ComplexTome.tar.gz: this file contains the corpus in BRAT format. The corpus is provided in two different directory organizations. The directory "splits" has the corpus split based on the train/dev/test used for the training of the relation extraction system, and the "data_source" directory has the corpus split based on the source of the data as described in the Methods section of the manuscript. The annotation guidelines along with the annotation configuration files for BRAT are provided in the root directory.

trigger_word_corpus.tar.gz: this file contains the corpus in BRAT format. The corpus is split in devel and test set.
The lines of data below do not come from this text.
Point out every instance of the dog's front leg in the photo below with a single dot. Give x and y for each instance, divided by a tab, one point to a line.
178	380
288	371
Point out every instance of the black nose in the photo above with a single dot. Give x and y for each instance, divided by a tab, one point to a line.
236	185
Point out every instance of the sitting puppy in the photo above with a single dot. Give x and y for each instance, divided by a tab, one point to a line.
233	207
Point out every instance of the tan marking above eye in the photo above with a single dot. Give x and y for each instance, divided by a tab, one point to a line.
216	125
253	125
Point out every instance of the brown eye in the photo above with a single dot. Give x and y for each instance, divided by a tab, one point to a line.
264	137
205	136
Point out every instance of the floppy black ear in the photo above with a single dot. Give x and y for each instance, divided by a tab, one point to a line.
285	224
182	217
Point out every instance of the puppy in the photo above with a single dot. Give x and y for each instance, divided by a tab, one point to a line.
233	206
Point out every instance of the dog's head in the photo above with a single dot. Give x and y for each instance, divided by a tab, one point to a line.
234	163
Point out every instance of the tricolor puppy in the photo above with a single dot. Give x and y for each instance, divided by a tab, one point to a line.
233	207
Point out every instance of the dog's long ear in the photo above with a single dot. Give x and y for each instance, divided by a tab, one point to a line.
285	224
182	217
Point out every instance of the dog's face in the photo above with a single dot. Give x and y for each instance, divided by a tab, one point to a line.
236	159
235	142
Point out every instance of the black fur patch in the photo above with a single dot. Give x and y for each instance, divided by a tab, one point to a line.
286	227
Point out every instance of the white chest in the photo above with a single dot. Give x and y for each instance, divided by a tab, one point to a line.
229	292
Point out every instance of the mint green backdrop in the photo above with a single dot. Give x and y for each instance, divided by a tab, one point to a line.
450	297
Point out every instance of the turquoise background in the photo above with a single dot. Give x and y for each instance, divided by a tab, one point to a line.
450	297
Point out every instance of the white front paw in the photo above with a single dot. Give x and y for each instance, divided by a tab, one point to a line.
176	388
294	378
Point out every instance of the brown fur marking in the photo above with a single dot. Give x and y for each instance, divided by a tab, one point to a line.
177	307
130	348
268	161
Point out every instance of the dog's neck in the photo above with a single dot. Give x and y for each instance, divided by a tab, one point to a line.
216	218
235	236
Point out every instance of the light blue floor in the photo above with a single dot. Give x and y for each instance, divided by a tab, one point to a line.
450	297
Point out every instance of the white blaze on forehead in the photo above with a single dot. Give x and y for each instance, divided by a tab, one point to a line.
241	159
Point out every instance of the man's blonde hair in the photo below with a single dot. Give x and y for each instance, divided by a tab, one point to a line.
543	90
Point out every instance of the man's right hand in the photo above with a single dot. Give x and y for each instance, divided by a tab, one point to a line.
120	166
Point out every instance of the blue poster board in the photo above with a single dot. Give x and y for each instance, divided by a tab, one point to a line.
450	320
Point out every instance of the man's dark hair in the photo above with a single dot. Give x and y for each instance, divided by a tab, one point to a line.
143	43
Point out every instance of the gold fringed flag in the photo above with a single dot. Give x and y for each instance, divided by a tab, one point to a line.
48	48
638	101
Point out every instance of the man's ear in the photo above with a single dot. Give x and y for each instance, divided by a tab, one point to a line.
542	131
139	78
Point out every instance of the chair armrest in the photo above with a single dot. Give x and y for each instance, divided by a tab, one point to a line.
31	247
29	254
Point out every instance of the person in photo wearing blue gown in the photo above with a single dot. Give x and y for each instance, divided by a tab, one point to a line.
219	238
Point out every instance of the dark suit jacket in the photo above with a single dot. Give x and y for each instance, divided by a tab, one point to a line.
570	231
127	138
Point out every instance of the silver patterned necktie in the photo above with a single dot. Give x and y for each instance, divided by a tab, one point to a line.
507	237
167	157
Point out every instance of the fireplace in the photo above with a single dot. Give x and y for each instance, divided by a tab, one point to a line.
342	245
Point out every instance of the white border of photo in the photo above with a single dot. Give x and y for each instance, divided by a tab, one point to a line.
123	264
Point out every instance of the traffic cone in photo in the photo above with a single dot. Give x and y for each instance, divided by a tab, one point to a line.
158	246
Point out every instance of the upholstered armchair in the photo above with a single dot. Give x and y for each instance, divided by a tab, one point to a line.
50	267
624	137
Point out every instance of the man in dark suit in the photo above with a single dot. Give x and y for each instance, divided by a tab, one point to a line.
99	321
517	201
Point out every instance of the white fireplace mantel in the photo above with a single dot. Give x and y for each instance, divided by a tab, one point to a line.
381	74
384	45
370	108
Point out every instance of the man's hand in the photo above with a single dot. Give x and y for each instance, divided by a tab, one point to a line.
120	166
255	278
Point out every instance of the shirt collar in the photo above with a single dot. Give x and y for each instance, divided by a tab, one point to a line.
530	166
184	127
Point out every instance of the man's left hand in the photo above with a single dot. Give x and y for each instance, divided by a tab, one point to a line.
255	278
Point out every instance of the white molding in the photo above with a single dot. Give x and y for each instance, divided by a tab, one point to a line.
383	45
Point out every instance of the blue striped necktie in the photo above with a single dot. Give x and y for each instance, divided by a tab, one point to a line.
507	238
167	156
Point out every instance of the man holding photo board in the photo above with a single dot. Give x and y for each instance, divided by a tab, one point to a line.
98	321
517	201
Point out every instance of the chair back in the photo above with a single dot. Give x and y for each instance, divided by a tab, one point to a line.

The annotation guidelines for trigger word detection are at the bottom of the relation annotation guidelines provided above.


The command used to run tagger before large-scale execution of the RE system is:

gzip -cd `ls -1 pmc/*.en.merged.filtered.tsv.gz` `ls -1r pubmed/*.tsv.gz` | cat dictionary/excluded_documents.txt - | tagger/tagcorpus --threads=16 --autodetect --types=dictionary/curated_types.tsv --entities=dictionary/all_entities.tsv --names=dictionary/all_names_textmining.tsv --groups=dictionary/all_groups.tsv --stopwords=dictionary/all_global.tsv --local-stopwords=dictionary/all_local.tsv --type-pairs=dictionary/all_type_pairs.tsv --out-matches=all_matches.tsv

Input documents for large-scale execution: all PubMed abstracts (as of August 2022) and all full-texts available in the PubmedCentral BioC text mining collection (as of April 2022). The files are converted to a tab-delimited format in order to convert the output to a format compatible with the RE system (see below).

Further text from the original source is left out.